Dia collaborated with American artist Robert Irwin and architect OpenOffice to formulate the plan for the museum building and its exterior setting and grounds. The plan includes an entrance court and parking lot with a grove of flowering fruit trees and a formal garden, both of which were designed by Irwin. from Dia's website
The concept of a museum- mausoleum had congealed in our lifetimes like the hardening arteries of a distraught octogenarian college football player dreaming about his glory days suspended in nursing home disbelief. Joseph Beuys’ Social Sculpture ideal gets co-opted by picturesque representations of rustic Empire.
“They’re assimilating our present experience” I lectured Mike in a pedantic rant. "That’s the mission. The gift shop, even, really isn’t the point of commodification. The real commodity being exchanged here is our dead mental labor. There’s no actionable intelligence here my friend, that is, the time folded back on itself suffocates aesthetic aspiration.” He looked at me with respectful partial comprehension, as if to say ” Time must really matter to you dude ”. “Yes” I telepathically replied, "I’m much more sensitive than your nascent self to the stench of immortality waved beneath my nose, as if my lack of critical presence needs to be revived by an aura of contemporary art that retains its contemporaneous-ness, paradoxically ad infinitum."

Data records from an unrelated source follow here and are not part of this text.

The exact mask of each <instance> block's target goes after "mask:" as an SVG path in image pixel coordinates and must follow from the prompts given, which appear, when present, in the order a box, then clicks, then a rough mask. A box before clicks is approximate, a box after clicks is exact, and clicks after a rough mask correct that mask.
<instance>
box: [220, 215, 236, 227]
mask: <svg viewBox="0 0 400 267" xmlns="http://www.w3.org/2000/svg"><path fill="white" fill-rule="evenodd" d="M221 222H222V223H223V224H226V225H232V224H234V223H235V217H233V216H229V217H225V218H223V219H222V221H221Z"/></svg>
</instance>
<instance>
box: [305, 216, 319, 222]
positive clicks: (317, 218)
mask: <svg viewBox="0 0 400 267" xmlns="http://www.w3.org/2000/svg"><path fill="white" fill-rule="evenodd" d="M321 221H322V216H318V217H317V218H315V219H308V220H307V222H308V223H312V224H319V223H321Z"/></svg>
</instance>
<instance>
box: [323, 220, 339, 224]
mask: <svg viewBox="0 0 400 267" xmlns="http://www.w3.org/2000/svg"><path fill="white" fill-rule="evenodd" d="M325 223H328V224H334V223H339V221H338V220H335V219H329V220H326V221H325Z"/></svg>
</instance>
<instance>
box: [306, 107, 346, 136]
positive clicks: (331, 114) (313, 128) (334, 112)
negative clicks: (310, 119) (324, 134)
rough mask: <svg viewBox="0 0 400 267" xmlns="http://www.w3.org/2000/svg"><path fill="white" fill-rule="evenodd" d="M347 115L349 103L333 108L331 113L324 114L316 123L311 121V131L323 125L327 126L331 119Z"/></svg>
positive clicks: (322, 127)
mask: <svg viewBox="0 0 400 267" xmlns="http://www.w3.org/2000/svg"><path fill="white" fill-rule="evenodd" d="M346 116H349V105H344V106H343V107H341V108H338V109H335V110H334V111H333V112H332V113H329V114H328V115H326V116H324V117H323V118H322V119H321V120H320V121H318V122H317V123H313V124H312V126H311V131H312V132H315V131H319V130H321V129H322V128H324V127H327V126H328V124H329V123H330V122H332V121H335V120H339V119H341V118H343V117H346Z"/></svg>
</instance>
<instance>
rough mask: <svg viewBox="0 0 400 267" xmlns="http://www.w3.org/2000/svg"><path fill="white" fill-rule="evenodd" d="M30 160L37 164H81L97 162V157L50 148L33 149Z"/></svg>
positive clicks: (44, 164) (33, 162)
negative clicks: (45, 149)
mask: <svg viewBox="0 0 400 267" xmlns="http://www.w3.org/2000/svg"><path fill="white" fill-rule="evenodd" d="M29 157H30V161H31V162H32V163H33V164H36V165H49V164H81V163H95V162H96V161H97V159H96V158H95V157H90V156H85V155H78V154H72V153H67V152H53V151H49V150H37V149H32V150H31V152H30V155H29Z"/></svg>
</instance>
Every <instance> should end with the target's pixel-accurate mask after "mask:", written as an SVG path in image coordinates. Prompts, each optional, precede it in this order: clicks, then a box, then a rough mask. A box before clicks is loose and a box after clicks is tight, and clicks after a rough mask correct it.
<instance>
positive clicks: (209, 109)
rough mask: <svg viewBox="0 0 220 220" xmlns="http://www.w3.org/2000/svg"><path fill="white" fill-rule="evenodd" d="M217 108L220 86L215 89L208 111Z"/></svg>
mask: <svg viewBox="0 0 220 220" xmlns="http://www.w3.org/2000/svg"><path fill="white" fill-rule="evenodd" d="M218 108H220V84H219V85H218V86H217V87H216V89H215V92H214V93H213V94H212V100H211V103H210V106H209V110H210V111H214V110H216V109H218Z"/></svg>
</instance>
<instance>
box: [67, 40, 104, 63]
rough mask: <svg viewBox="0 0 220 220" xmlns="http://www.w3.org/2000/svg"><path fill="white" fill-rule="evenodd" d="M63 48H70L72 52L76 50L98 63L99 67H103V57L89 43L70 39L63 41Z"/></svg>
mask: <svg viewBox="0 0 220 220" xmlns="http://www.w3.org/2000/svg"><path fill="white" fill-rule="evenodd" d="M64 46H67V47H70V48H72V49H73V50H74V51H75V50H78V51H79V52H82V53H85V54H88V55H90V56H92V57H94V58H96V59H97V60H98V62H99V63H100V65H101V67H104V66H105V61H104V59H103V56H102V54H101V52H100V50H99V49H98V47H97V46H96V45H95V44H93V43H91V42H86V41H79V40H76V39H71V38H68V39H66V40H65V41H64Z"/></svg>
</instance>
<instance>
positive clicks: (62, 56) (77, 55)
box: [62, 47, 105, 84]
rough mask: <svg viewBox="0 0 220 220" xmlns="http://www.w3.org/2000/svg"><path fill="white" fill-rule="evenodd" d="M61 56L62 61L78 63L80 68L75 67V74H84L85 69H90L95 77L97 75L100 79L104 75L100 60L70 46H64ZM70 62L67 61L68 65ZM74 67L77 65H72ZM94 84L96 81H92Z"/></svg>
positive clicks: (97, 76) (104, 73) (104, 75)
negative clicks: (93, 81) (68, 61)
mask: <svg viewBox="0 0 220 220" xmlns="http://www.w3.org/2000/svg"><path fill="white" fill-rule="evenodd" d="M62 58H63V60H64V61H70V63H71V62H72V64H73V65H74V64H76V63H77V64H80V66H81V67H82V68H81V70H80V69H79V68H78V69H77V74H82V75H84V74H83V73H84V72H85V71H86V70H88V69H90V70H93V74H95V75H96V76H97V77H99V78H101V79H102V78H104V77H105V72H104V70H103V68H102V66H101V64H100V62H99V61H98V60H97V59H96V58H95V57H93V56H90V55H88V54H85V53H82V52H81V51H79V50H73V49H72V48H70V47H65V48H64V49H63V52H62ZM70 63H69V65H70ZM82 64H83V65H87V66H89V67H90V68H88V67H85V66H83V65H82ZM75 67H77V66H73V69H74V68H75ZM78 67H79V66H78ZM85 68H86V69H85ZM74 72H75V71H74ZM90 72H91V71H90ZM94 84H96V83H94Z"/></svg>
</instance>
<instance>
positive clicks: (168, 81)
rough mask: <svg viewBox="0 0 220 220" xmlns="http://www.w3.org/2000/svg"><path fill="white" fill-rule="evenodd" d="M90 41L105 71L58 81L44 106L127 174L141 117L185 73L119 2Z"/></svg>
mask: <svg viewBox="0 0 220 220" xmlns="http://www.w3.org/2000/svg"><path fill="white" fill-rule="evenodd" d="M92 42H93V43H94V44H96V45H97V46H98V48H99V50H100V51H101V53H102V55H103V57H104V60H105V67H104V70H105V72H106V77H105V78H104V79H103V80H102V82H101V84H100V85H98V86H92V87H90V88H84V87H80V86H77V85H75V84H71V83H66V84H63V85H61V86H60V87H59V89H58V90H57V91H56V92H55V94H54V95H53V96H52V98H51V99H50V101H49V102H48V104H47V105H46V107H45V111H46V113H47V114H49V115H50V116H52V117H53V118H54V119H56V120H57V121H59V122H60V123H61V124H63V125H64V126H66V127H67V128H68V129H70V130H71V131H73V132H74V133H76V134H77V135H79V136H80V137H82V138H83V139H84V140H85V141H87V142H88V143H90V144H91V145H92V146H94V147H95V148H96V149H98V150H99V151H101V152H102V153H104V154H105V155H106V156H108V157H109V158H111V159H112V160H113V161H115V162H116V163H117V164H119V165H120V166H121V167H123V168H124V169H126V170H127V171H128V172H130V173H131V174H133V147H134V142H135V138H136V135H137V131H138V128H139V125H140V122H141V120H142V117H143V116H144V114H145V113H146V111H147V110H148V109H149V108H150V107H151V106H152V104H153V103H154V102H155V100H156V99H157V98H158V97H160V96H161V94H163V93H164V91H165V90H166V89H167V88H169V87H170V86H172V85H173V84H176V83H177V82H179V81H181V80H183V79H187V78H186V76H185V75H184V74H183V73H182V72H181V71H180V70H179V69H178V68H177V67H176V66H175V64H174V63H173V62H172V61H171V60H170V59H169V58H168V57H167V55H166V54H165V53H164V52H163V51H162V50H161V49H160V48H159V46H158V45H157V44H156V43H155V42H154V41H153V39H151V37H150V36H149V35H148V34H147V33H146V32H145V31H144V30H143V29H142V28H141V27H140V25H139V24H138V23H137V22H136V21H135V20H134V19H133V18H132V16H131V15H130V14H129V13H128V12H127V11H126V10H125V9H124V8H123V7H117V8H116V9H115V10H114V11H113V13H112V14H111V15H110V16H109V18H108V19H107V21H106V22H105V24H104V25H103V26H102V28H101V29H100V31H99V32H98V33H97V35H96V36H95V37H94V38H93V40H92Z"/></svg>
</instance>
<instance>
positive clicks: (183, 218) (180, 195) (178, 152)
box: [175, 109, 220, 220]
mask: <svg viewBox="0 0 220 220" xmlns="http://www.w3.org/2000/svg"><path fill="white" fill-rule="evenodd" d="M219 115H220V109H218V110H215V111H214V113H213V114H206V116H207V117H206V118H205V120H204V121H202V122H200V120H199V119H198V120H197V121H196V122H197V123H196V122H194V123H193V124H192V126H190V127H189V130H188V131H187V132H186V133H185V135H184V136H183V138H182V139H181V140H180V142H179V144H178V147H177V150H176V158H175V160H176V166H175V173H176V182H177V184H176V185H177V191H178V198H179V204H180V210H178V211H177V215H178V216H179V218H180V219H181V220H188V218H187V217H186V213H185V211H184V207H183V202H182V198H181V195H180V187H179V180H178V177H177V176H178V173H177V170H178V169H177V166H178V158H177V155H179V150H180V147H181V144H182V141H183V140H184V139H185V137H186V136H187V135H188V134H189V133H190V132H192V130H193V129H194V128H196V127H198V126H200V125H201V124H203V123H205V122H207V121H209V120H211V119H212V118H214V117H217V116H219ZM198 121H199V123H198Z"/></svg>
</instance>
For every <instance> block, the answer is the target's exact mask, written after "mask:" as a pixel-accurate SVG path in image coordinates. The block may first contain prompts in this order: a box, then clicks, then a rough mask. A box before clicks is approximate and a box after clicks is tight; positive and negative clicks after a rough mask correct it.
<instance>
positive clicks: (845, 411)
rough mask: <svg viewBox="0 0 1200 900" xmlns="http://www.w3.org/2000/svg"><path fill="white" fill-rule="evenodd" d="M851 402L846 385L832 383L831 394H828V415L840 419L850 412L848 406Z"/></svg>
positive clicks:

From the factory complex gangways the spirits of the makers chant:
We vacate the lofts and factories for all this silly stuff. We don’t drive no Mercury, or anything quite substantial enough. The welfare state of Wal-Mart has colonized our hearts. Any day there’ll come a cleansing Tide to return us to machine parts.
“Yes Mike, I hate to tell you, that your inheritance of facture is intact but virtually useless,” I grumble. He nods and looks ahead.
We pass by Greek Revival farmhouses and low security correctional facilities. The sunset evokes a Sanford Gifford.
1 comment:
How true it is. Maybe someday Wal-Mart will go out of business and will turn into an art museum. But if Wal-Mart goes out of business then we are in serious trouble!
He looked at me with respectful partial comprehension, as if to say ” Time must really matter to you dude ”-After graduation I realized how fast time goes by and how important it is we take hold of what we have now and make the best of it.